2D face recognition is an extensively studied, but still evolving subject of research. Various strategies including statistical approaches, hidden Markov models, neural networks, template based and feature based matching have been proposed. Here we briefly present our implementation which is based on past research and achieves state-of-the-art recognition performance on considerably low resolution input facial images.
Our approach can be divided into three independent phases: Facial landmarks library construction (offline), Building of facial descriptor (once per novel image) and Facial descriptors matching.
Facial landmarks library construction
A set of training images is marked by hand. Coordinates of important facial landmarks (such as lips’ corners, nose tip, etc.) are stored in a database for further processing.
Using information about landmarks position it is easy to geometrically transform and align training images.
Illumination correction is applied to transformed images in order to get rid of shadows and glares and normalize overall exposure.
Gabor jets are then extracted from normalized images in every landmark location. Extracted jets are stored in facial landmarks library for further using during novel images processing.
Building of facial descriptor
Having received a novel facial image we first try to locate approximate eyes position using our hybrid method of Viola-Jones and Bayesian classifier. The purpose why eyes coordinates are required is twofold: they are used to geometrically wrap and align input image and also to get initial estimate of coordinates of other facial landmarks.
Illumination correction and background clipping is then performed.
Starting from approximate eyes position and using samples from facial landmarks library we iteratively find precise locations of all facial landmarks on novel face.

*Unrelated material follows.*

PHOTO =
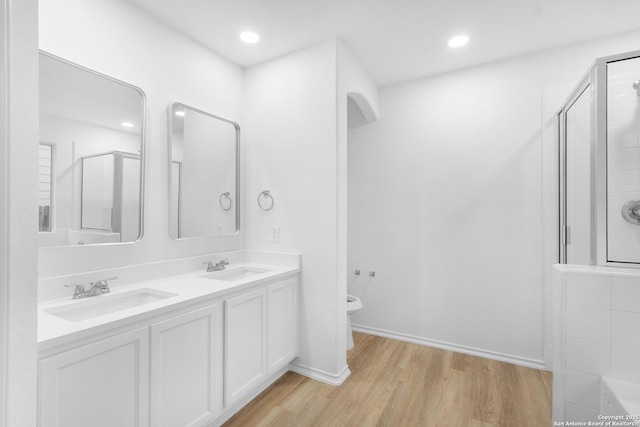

Found landmarks positions are then used to extract Gabor jets and construct informative facial descriptor. Original input image is not required any more after this step.
Facial descriptors matching
The last and the simplest step is matching two facial descriptors which yields a similarity measure between two faces – a real number between 0 (nothing in common) and 1 (complete match). A threshold found by experiment is used to make decision whether the faces belong to the same or different persons.
Descriptors matching is several orders of magnitude faster than descriptor building which makes it possible to match new face against a database of known persons in moderate time.
Some technical details
Working face size: 45×45 px
Descriptor building time: 300ms on P4 1300 MHz (single core).
Descriptors matching: 2ms on P4 1300 MHz (single core).
Recognition rate: Feret fa/fb: 88%, Yale Faces: 86%, Faces in wild: 73%. Both false positives and false negatives considered.